Ficaram imprensados entre um governo assustado e a loucura revolucionária (?) das ruas.
As ruas… As ruas também perderam.
Depois de mostrar seus enormes pés, as ruas não conseguiram revelar uma cabeça.
A lógica do espetáculo rapidamente prevaleceu. Tornou-se uma diversão de final de tarde.
Os jovens na rua sem saber porque estavam na rua.
Os policiais, também perdidos.
E o helicóptero da Globo sobrevoando e tentando vender audiência.
Ao final, incêndios, quebra quebra e audiência em alta da GloboNews.
A própria Mídia Ninja, que alça os píncaros da fama e ganha ares de ferramenta revolucionária, termina desempenhando o melancólico papel de parasita do caos (ela só ganha audiência se há quebra-quebra, violências e fogo).
E o Fora do Eixo, entidade por trás da Mídia Ninja, se tornou saco de pancadas de coxinhas virtuais.
A imprensa perdeu muito.
As ruas foram agressivas contra as mídias tradicionais.
Jornalistas eram quase linchados em meio à turba de coxinhas enfurecidos.
Quer dizer, nem só coxinhas.
Houve cenas épicas, como a de um sujeito que flagrou o repórter da Globo forjando um protesto contra a Dilma.
O repórter pediu para uma senhora segurar uma plaqueta contra a presidente.
Um homem (um sindicalista) viu a cena e protestou contra aquela fraude sem vergonha, na cara de todo mundo.
Foi um boca a boca memorável, que encerrou com o repórter saindo de fininho, sob uma saraivada de xingamentos e cantorias anti-mídia.
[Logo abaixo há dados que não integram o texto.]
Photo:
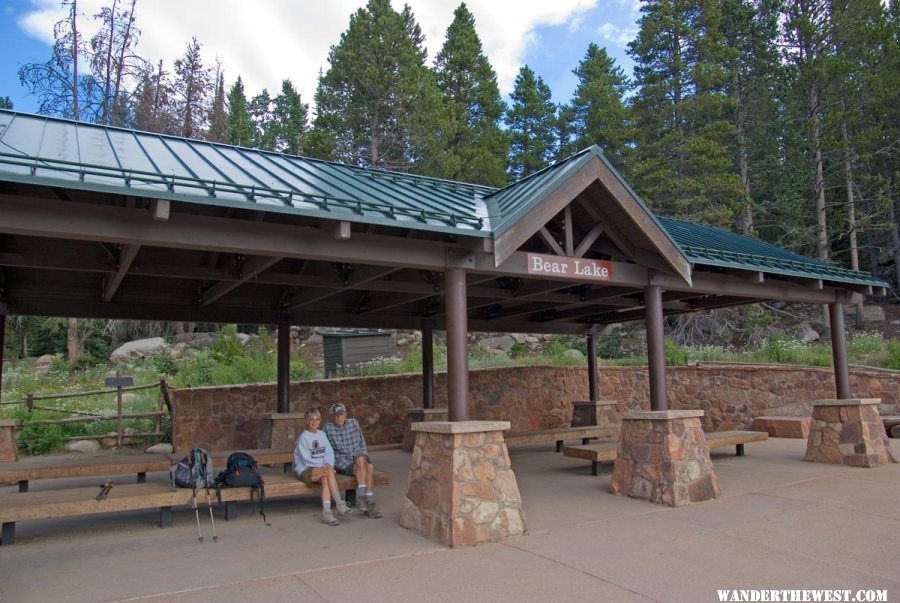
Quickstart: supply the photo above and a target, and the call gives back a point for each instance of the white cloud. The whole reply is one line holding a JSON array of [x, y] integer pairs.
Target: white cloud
[[265, 41], [620, 36]]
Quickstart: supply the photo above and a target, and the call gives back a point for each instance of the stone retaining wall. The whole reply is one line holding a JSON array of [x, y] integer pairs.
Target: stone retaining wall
[[530, 397]]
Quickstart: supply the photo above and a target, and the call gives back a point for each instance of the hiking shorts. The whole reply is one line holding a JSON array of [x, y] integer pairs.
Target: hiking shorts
[[306, 476]]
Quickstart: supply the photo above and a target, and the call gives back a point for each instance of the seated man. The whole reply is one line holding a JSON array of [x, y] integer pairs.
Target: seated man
[[351, 457], [314, 462]]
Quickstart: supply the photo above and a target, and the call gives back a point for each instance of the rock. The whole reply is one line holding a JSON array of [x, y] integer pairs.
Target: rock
[[805, 333], [83, 446], [139, 348], [504, 342]]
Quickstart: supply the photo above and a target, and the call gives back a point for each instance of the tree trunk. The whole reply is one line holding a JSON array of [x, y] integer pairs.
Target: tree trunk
[[72, 348]]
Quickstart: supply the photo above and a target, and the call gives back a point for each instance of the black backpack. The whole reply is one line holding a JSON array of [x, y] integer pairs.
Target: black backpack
[[242, 470], [193, 471]]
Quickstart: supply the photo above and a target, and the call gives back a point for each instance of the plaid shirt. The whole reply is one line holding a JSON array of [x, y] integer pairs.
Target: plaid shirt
[[347, 441]]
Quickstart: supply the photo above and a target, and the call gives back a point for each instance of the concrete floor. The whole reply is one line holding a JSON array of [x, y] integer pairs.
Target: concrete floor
[[781, 523]]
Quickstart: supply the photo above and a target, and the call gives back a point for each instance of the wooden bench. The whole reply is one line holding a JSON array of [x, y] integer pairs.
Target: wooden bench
[[559, 435], [70, 502], [606, 449], [25, 470]]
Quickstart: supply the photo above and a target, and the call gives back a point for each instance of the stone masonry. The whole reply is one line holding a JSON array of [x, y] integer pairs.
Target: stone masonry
[[663, 457], [461, 489], [848, 432], [529, 397], [602, 413]]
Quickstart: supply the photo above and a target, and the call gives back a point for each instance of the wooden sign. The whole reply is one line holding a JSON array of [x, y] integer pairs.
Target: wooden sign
[[118, 381], [556, 265]]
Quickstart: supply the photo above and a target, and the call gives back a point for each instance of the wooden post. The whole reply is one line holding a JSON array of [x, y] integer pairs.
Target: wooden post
[[427, 364], [457, 345], [284, 367], [120, 424], [839, 351], [593, 386], [656, 347]]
Tudo filmado por um celular.
Aliás, as manifestações de rua tiveram um caráter anti-mídia que a própria mídia, naturalmente, até hoje trata de esconder com unhas e dentes.
A Globo pediu desculpas envergonhadas por ter dado “apoio editorial” à ditadura…
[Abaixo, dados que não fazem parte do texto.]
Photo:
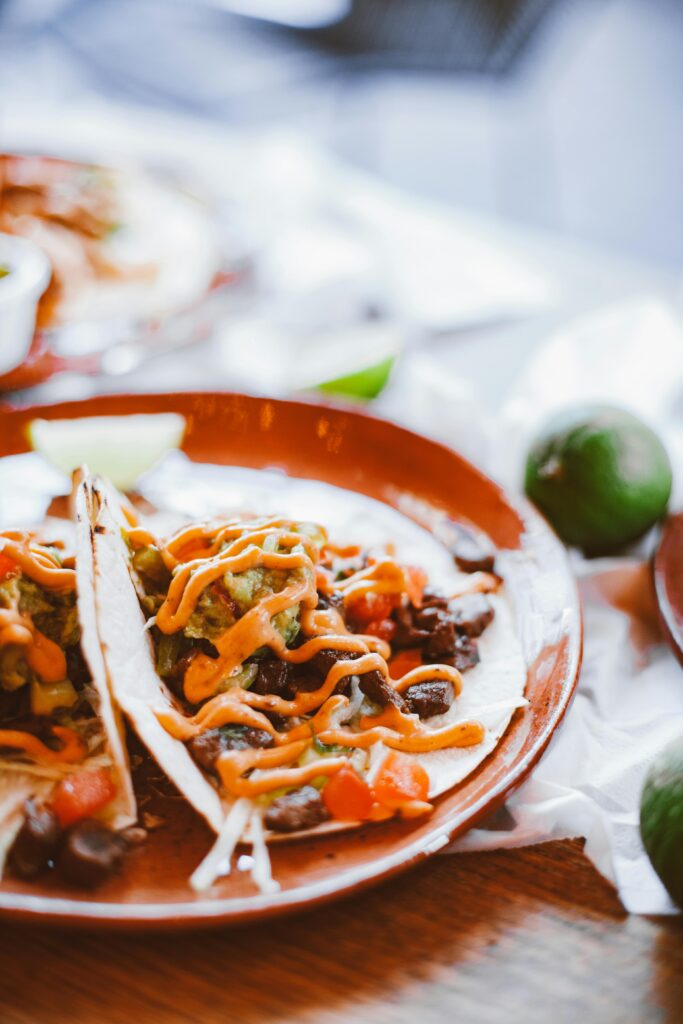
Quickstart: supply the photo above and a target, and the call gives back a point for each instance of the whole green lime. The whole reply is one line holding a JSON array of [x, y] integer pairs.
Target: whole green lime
[[600, 475], [662, 818]]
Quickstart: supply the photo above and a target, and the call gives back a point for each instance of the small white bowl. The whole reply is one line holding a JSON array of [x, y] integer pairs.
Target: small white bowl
[[19, 291]]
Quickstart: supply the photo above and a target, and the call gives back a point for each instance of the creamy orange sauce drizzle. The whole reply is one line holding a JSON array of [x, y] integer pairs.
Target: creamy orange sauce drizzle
[[37, 562], [40, 564], [199, 555]]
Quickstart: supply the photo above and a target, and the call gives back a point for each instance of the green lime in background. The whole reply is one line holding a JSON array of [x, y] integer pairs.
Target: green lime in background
[[600, 476], [662, 818]]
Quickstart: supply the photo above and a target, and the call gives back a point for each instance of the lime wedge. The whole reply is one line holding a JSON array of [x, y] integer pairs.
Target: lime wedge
[[121, 448], [367, 383]]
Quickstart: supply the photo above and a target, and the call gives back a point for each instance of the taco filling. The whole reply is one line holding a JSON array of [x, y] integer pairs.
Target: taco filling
[[305, 680], [63, 778]]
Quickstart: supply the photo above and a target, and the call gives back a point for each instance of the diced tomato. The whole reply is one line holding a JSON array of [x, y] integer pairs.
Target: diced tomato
[[385, 629], [371, 607], [416, 581], [400, 779], [404, 662], [82, 795], [7, 566], [347, 796]]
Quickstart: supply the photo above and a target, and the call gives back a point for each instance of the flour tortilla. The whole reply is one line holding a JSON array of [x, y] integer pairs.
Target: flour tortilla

Houve protestos de todo o tipo.
Foi algo tão grande que é difícil enxergar de perto.
Ouvi muita gente caçoar do Arnaldo Jabor [foto abaixo], que logo após as primeiras manifestações declarou que os garotos nas ruas não valiam nem 20 centavos.
Dias depois, ele muda totalmente de ideia e começa a tecer loas aos protestos.
Bem, eu não critiquei o Jabor por mudar de ideia.
Bem aventurados os capazes de mudar, diria o profeta.
O problema está na razão pela qual mudamos, que nem sempre é louvável.
Eu mesmo me portei igual ao Arnaldo Jabor, só que às avessas.
Quando ele criticou, eu elogiei. Quando ele passou a elogiar, eu passei a criticar.
Porque aconteceu uma coisa sinistra, que os coxinhas e os black blocs não perceberam.
Em questão de dias, a mídia se adaptou à nova realidade e iniciou uma estratégia de manipulação que chegou facilmente às ruas.
Se a pauta dos protestos era difusa, a Globo oferecia a solução para todos os seus problemas.
O foco é a corrupção, foi o título de um post de Merval Pereira [foto abaixo] no auge dos protestos.
A mídia também conseguiu transformar a PEC 37, que regulamentava o poder de investigação do Ministério Público, em alvo dos manifestantes [abaixo].
A PEC 33, que impunha limites ao STF, sumiu do mapa.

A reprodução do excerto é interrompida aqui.